If the font includes an 'LTSH' table, the hdmx values are not needed above the linearity threshold.

'head' Table

All data required.

'hhea' Table

All data required. It is suggested that monospaced fonts set numberLongMetrics to three (see hmtx).

'hmtx' Table

All data required. It is suggested that monospaced fonts have three entries in the nMetric field.

'kern' Table

Should contain a single kerning pair subtable (format 0). Windows and OS/2 will not support format 2 (two-dimensional array of kern values by class). Windows and OS/2 will not support multiple tables; only the first format 0 table found will be used. Also, Windows and OS/2 will not support coverage bits 0 through 4 (i.e. assumes horizontal data, kerning values, no cross stream, and override).

'loca' Table

All data required. In order for the Macintosh 'cmap' table to be useful, the glyphs required for the Macintosh must have glyph indices less than 256 (since the 'cmap' subtable format 0 uses BYTE indices and therefore cannot index any glyph with an index greater than 255). Beyond this requirement, the actual ordering of the glyphs in the font can be optimized based on expected utilization, with the most frequently used glyphs appearing at the beginning of the font file. Additionally, glyphs that are often used together should be grouped together in the file. The will help to minimize the amount of swapping required when the font is loaded into memory.

'LTSH' Table

Should be defined if bit 2 or 4 of flags in 'head' is set.

'maxp' Table

All data required.

'name' Table

When building a Unicode font for Windows, the platform ID should be 3 and the encoding ID should be 1. When building a symbol font for Windows, the platform ID should be 3 and the encoding ID should be 0.

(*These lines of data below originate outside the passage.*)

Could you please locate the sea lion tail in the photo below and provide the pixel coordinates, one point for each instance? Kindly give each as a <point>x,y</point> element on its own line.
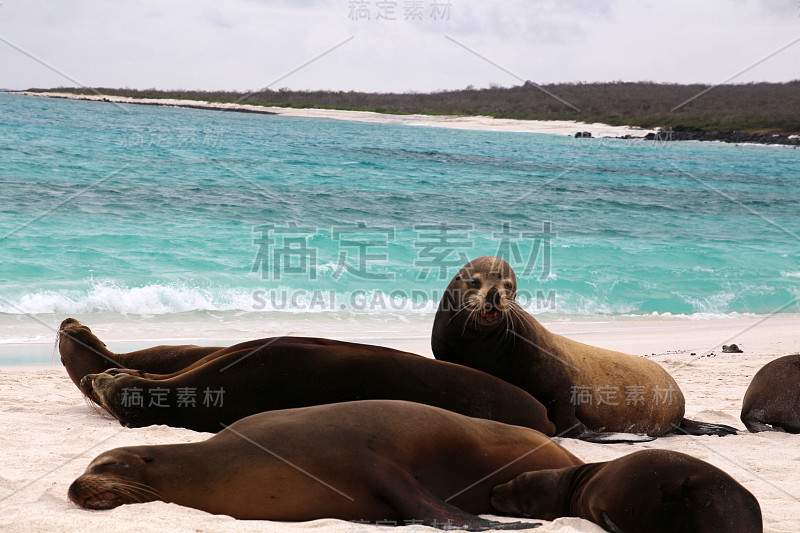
<point>488,525</point>
<point>692,427</point>
<point>603,437</point>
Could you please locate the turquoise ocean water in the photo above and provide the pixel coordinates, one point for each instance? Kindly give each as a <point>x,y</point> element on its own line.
<point>189,218</point>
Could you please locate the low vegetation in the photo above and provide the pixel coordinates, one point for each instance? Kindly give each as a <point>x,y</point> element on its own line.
<point>753,107</point>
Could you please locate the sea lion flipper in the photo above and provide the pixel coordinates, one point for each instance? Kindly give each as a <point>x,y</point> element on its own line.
<point>410,498</point>
<point>613,437</point>
<point>692,427</point>
<point>609,524</point>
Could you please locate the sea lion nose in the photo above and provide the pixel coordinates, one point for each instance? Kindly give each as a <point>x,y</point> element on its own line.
<point>493,297</point>
<point>86,384</point>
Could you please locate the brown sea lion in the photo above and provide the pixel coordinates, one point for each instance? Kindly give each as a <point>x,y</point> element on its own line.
<point>586,389</point>
<point>772,401</point>
<point>653,491</point>
<point>83,353</point>
<point>370,460</point>
<point>288,372</point>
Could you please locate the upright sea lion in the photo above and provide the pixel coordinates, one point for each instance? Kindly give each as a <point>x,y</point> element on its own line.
<point>369,460</point>
<point>585,388</point>
<point>772,401</point>
<point>657,491</point>
<point>287,372</point>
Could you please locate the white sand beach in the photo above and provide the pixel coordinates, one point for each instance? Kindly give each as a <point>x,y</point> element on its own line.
<point>555,127</point>
<point>50,434</point>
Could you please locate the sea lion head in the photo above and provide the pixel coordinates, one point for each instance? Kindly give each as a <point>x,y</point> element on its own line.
<point>485,289</point>
<point>114,478</point>
<point>543,494</point>
<point>81,351</point>
<point>118,392</point>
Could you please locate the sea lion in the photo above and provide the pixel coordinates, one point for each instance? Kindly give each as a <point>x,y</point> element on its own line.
<point>287,372</point>
<point>83,353</point>
<point>369,460</point>
<point>657,491</point>
<point>772,401</point>
<point>585,389</point>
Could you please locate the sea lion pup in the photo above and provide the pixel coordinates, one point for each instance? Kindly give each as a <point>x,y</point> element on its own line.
<point>83,353</point>
<point>772,401</point>
<point>288,372</point>
<point>368,460</point>
<point>585,389</point>
<point>657,491</point>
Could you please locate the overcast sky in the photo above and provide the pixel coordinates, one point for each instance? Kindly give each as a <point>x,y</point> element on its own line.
<point>403,45</point>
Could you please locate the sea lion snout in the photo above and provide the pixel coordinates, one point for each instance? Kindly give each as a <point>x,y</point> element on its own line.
<point>87,384</point>
<point>93,492</point>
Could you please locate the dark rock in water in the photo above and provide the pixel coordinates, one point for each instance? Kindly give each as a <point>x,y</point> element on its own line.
<point>688,133</point>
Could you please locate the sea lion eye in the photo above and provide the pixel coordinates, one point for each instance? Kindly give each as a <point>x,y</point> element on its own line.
<point>114,464</point>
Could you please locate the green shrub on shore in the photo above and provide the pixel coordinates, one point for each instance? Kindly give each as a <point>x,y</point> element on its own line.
<point>753,107</point>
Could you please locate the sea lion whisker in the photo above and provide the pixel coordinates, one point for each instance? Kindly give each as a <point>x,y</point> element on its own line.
<point>141,488</point>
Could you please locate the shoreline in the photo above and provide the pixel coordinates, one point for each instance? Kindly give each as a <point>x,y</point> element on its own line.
<point>475,123</point>
<point>571,128</point>
<point>692,340</point>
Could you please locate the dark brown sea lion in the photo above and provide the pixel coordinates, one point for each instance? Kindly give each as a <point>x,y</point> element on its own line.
<point>772,401</point>
<point>369,460</point>
<point>585,389</point>
<point>653,491</point>
<point>83,353</point>
<point>288,372</point>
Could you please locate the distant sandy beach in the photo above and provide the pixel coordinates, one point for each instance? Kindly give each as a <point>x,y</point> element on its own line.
<point>51,434</point>
<point>554,127</point>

When building a font containing Roman characters that will be used on the Macintosh, an additional name record is required, specifying platform ID of 1 and encoding ID of 0.

Each set of name records should appear for US English (language ID = 0x0409 for Microsoft records, language ID = 0 for Macintosh records); additional language strings for the Microsoft set of records (platform ID 3) may be added at the discretion of the font vendor.

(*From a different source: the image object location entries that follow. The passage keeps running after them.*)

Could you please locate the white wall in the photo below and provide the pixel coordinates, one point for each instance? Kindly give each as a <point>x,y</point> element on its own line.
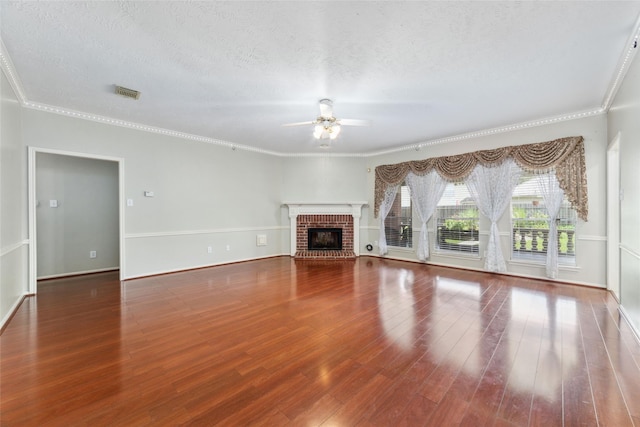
<point>204,195</point>
<point>325,179</point>
<point>591,235</point>
<point>85,219</point>
<point>13,207</point>
<point>624,117</point>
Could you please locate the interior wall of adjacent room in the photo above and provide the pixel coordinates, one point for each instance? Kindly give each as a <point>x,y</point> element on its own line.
<point>14,244</point>
<point>591,235</point>
<point>624,119</point>
<point>84,218</point>
<point>205,195</point>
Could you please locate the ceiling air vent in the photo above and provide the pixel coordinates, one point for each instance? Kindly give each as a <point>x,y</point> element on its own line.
<point>129,93</point>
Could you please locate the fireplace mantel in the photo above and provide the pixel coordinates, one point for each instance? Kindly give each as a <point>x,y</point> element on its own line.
<point>326,208</point>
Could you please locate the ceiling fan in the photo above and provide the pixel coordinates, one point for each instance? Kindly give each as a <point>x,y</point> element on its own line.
<point>326,126</point>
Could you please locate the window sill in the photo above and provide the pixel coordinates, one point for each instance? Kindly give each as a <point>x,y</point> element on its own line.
<point>524,263</point>
<point>400,248</point>
<point>455,255</point>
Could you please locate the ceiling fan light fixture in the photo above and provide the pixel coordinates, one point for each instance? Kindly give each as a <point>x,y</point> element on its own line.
<point>334,131</point>
<point>318,131</point>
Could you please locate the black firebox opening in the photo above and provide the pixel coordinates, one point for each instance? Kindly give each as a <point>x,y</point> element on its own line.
<point>324,239</point>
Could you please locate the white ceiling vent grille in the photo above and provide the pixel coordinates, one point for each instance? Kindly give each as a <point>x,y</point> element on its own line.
<point>129,93</point>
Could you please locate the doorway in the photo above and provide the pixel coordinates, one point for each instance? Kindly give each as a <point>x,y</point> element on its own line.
<point>613,216</point>
<point>63,220</point>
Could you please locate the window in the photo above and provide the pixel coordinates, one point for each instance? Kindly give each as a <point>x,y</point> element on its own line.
<point>530,225</point>
<point>397,225</point>
<point>457,221</point>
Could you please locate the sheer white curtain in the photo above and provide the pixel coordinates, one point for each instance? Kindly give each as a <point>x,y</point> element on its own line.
<point>553,196</point>
<point>491,189</point>
<point>426,191</point>
<point>385,207</point>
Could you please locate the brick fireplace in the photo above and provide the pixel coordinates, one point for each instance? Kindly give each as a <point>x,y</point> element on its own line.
<point>343,216</point>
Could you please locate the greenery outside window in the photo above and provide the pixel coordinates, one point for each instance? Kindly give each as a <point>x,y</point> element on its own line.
<point>398,224</point>
<point>457,221</point>
<point>530,225</point>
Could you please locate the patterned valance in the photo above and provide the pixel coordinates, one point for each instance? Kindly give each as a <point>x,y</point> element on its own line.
<point>565,156</point>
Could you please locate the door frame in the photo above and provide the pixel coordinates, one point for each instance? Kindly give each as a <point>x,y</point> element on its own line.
<point>33,232</point>
<point>613,216</point>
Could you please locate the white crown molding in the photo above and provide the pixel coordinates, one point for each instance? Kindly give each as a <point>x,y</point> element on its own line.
<point>201,232</point>
<point>623,66</point>
<point>626,59</point>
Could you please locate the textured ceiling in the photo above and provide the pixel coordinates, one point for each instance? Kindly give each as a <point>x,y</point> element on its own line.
<point>235,72</point>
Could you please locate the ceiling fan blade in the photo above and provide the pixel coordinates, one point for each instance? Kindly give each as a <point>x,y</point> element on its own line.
<point>326,108</point>
<point>354,122</point>
<point>300,123</point>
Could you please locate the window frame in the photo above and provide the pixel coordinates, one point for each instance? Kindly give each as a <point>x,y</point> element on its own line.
<point>404,222</point>
<point>457,232</point>
<point>567,217</point>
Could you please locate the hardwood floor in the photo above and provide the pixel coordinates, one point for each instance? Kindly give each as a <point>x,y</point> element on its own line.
<point>280,342</point>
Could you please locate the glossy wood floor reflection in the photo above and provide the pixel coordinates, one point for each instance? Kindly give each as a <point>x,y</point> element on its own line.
<point>278,342</point>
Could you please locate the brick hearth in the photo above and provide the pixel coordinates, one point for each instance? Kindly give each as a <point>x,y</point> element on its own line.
<point>304,222</point>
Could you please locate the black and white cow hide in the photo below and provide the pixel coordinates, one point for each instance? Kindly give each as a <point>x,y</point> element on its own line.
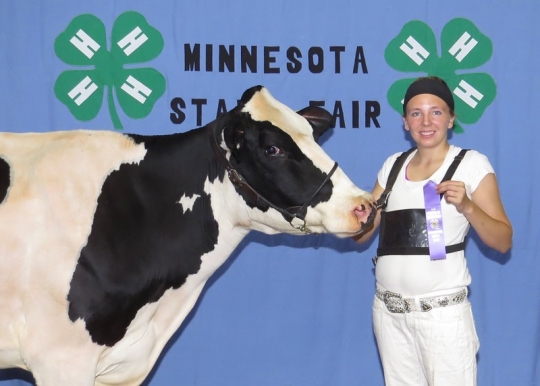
<point>107,239</point>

Remember that, despite references to "first" and "second," the name record must be stored in sorted order (by platform ID, encoding ID, language ID, name ID). The 'name' table platform/encoding IDs must match the 'cmap' table platform/encoding IDs, which is how Windows knows which name set to use.

Name strings

The Subfamily string in the 'name' table should be used for variants of weight (ultra light to extra black) and style (oblique/italic or not). So, for example, the full font name of "Helvetica Narrow Italic" should be defined as Family name "Helvetica Narrow" and Subfamily "Italic." This is so that Windows can group the standard four weights of a font in a reasonable fashion for non-typographically aware applications which only support combinations of "bold" and "italic."

'OS/2' Table

All data required.

'post' Table

All information required, although the VM Usage fields may be set to zero. Format 2 is required in order to support the two-byte glyph indices in the UGL character set. Glyph names for the PostScript character set must be defined as per the "PostScript Reference Manual" (Adobe Systems Incorporated, 1988); note that names for all glyphs must be supplied as it cannot be assumed that all Microsoft platforms will support the default names supplied on the Macintosh. Names for the Unicode glyphs outside the PostScript set should be assigned a four character hexidecimal string that corresponds to their Unicode index (e.g. '2302' for the small house glyph). See Chapter 4 for the complete Unicode character set, including PostScript glyph names (where defined).

'prep' Table

Should be defined only if required by the font instructions.

'VDMX' Table

Should be present if hints cause the font to scale non-linearly. If not present, the font is assumed to scale linearly. Clipping may occur if values in this table are absent and font exceeds linear height.